E’ diffuso un sentimento di rassegnazione nei confronti di una rete dominata da cinque colossi dell’hi-tech e in cui proliferano fenomeni come le fake news e gli odiatori da tastiera. Anche lei pensa che non vi sia un futuro migliore per internet?  

"Certo, il modo in cui funziona e prospera il modello di business basato sulla creazione di utenti-merce, è certamente un motivo in più per giustificare atteggiamenti catastrofisti; tuttavia, piuttosto che lasciarsi andare alla rassegnazione, varrebbe la pena immaginare un’azione politica di contrasto allo strapotere dei social network e dei motori di ricerca privati che si ispiri agli stessi valori e motivazioni che legittimano i servizi pubblici radiotelevisivi.

Penso alla creazione di un’internet bene comune, un organismo internazionale che raccolga non solo le TV pubbliche europee ma anche tutte quelle realtà che da anni svolgono un‘attività di promozione della cultura e del dibattito pubblico; penso alle più importanti università del mondo che da anni rendono pubblici i loro papers e le loro lezioni; penso al mondo dell’Open source, a Wikipedia, al progetto Gutenberg a tutte quelle entità che operano sulla rete senza pubblicità e senza chiedere remunerazioni. Ebbene, quest’organismo oltre a coordinare questa gigantesca “intelligenza collettiva” potrebbe assegnare, a chi dimostra di essere ispirato all’idea di “internet bene pubblico”, un marchio, un segno di riconoscimento".

Quale dovrebbe essere la mission di un Internet bene comune?

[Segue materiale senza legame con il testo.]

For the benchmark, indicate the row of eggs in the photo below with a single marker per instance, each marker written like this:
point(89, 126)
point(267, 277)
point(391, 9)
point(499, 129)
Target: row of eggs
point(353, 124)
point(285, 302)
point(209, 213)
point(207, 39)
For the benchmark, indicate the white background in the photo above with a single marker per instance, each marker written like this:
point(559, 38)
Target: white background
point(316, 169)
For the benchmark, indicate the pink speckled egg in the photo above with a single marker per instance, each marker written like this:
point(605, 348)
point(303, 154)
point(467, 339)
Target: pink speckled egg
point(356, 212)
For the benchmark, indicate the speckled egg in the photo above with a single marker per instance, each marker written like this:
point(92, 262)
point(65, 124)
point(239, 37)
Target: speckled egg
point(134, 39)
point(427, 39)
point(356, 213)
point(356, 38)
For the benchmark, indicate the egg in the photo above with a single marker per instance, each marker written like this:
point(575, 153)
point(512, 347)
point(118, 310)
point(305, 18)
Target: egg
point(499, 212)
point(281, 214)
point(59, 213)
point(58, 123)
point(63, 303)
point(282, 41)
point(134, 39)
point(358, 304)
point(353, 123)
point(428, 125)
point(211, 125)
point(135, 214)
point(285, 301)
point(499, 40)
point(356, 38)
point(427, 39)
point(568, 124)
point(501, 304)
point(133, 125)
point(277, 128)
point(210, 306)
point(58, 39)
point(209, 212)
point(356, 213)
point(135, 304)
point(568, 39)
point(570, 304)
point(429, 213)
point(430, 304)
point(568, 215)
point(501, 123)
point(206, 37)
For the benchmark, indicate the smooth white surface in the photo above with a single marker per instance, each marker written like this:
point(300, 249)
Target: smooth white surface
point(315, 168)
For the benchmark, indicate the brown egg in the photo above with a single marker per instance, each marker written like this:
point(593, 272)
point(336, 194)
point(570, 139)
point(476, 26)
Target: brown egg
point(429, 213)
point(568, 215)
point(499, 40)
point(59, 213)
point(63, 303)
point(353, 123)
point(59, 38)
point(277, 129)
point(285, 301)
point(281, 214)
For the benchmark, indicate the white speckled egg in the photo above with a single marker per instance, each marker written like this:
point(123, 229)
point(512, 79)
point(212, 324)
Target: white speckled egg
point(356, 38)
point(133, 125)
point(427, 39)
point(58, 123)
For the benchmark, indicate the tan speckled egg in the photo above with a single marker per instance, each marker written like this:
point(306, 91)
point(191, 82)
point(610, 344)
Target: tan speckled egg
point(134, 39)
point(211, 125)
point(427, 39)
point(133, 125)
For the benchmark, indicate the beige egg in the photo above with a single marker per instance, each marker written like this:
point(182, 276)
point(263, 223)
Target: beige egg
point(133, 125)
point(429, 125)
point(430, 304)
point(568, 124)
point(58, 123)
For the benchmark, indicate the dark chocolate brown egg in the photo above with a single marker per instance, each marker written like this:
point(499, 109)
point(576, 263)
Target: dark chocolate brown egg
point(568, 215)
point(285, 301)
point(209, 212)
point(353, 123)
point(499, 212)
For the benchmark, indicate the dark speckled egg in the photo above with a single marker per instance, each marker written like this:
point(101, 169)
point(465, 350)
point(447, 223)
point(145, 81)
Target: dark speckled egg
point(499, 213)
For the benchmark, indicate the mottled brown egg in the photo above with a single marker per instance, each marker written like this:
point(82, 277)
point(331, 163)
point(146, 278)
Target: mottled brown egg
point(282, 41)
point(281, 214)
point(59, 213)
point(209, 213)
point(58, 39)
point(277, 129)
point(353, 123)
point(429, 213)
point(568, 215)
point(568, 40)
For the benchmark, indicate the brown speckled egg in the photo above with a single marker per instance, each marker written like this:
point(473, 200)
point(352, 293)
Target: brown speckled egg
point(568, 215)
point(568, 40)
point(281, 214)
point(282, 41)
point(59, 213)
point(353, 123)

"Ci sono 4 miliardi di persone che per la prima volta nella storia dell'umanità hanno avuto, nel giro di 15 anni, per la prima volta la possibilità di prendere la parola e accedere al dibattito pubblico con tutti i limiti e le esasperazioni che questo può significare su un territorio dominato da interessi privati colossali, privo di una reale regolamentazione, in cui le autorità statuali (magistratura, polizia, ecc.) fanno ancora molta fatica a presidiare. E’ possibile che ancora non ci si renda conto di quanto sia gigantesca questa mutazione antropologia legata al passaggio dalla comunicazione da “uno a molti” a una comunicazione da “molti a molti”?

Il problema che si pone è il seguente: che cosa farne di questi 4 miliardi di persone entrate a far parte discorso pubblico? C’è chi, con eccesso di snobismo, considera i terrapiattisti, complottisti, i no vax ecc. come barbari, nuova plebe o “una massa resa insicura e guidata dall’angoscia, che facilmente si fa monopolizzare dalle forze nazionaliste e razziste” (Byung-Chul-Han), tant’è che non resterebbe altro da fare, per salvare la propria dignità, che “disconnettersi e cancellare le tracce” (Jaron Lanier).

La mancanza di un progetto di rete, alternativo a quello attuale, dominato da un oligopolio che fattura più del Pil della Germania induce, comprensibilmente, alla rassegnazione; ma la sfida imposta da questo tumultuoso ingresso sulla scena pubblica di miliardi di persone che fino a ieri potevano esprimere le loro opinioni solo in ambiti privati e comunque circoscritti, non ha giustificazioni. I partiti e le organizzazioni politiche di massa del XXI secolo devono necessariamente confrontarsi con questa nuova dimensione del discorso pubblico”, conclude Parascandolo.